All the authors said was that among the many hospitalized patients who were given a dose of opioid for their acute injury, very few developed addiction. That is all it said. It said nothing about what happens to patients who take these medicines indefinitely.

Yet those few sentences got transformed by relentless marketing into “opiates are not addictive.” Which was as crazy as saying “tobacco is not addictive,” if someone smoked four cigarettes and did not become a chain-smoker. It was blatantly irresponsible medicine. But it worked. Prescriptions soared.

By now, you know that the U.S. consumes 80% of the world’s opioid painkillers while comprising just 5% of the world’s population. And as the sales have increased, so, too, have the overdose deaths and the rates of admission to addiction treatment centers. In 1999, 4,030 Americans lost their lives to accidental opiate overdose. In 2014, that number had increased to 18,893. That is more than six World Trade Centers.

Some of you no doubt are asking: Where have the good doctors been in all this? Aren’t they supposed to be watching out for our safety? The answer to that question is very discouraging, but I can reach no other conclusion after studying and fighting this problem for the last 10 years. The answer is we are right where we have always been — minding the register.

The values currently prioritized by medicine were made explicit to me several years ago. During my annual performance review, my medical director told me: “You know, we are so proud of you for all the work you are doing fighting the opiate prescription problem. But it is such a fine line between increasing the risk of addiction and HCAHPS scores.”

Wow. Every health care professional reading this knows exactly what I am talking about. HCAHPS stands for Hospital Consumer Assessment of Healthcare Providers and Systems. These are “patient satisfaction” surveys and they talk about pain management specifically. Hospitals are required to participate in these surveys and reimbursement is tied to how well they do. Hence, every hospital administrator and department chair is acutely aware of their “score.”

The buzzword in the industry right now is the “patient experience.” This is simply the notion of “customer experience” as applied to health care. Notice that the focus is not on “patient outcome.” Physicians are under enormous pressure to move quickly and generate that positive experience, often with just 12 to 15 minutes to complete a visit.

In such a system, it is no wonder that the prescription pad is used as the solution. There is no time to do anything else.

To solve the opiate crisis therefore requires more than telling doctors to simply “stop prescribing.” The prescription is just the final “output” of a care delivery system that has multiple inputs at multiple levels. These inputs must be addressed if we are going to solve this.

We must change the system that creates the pressures that result in such bad medicine.

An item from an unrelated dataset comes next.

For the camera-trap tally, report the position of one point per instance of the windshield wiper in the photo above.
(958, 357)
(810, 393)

Time with the patient should actually be valued. And the long-term health of the patient should matter more than “throughput” and “relative value units per hour.”

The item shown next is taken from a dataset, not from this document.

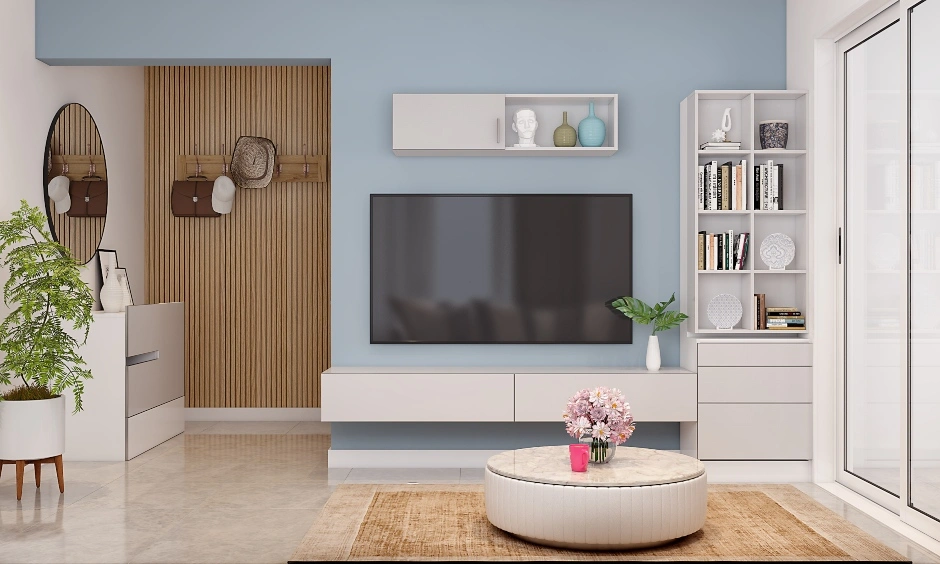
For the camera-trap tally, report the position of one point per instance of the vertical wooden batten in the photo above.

If this sounds too fuzzy and “Kumbaya” for you, I would point out that this exact sentiment is expressed in the Hippocratic oath. The 1964 version (which I recited in medical school) admonishes us to remember “that there is art to medicine as well as science, and that warmth, sympathy and understanding may outweigh the surgeon’s knife or the chemist’s drug.”

In America, we are far too heavy on the knives and drugs, and far too light on the warmth and sympathy.

I realize that making these fundamental changes to our health care delivery system will be very difficult. There are a lot of powerful interests with very little to gain by changing the current system. But change must happen. Because the yearly body count due to the opiate epidemic is simply not acceptable.

I believe we can do better. For the memory of Prince and the thousands of others whom we have lost too soon.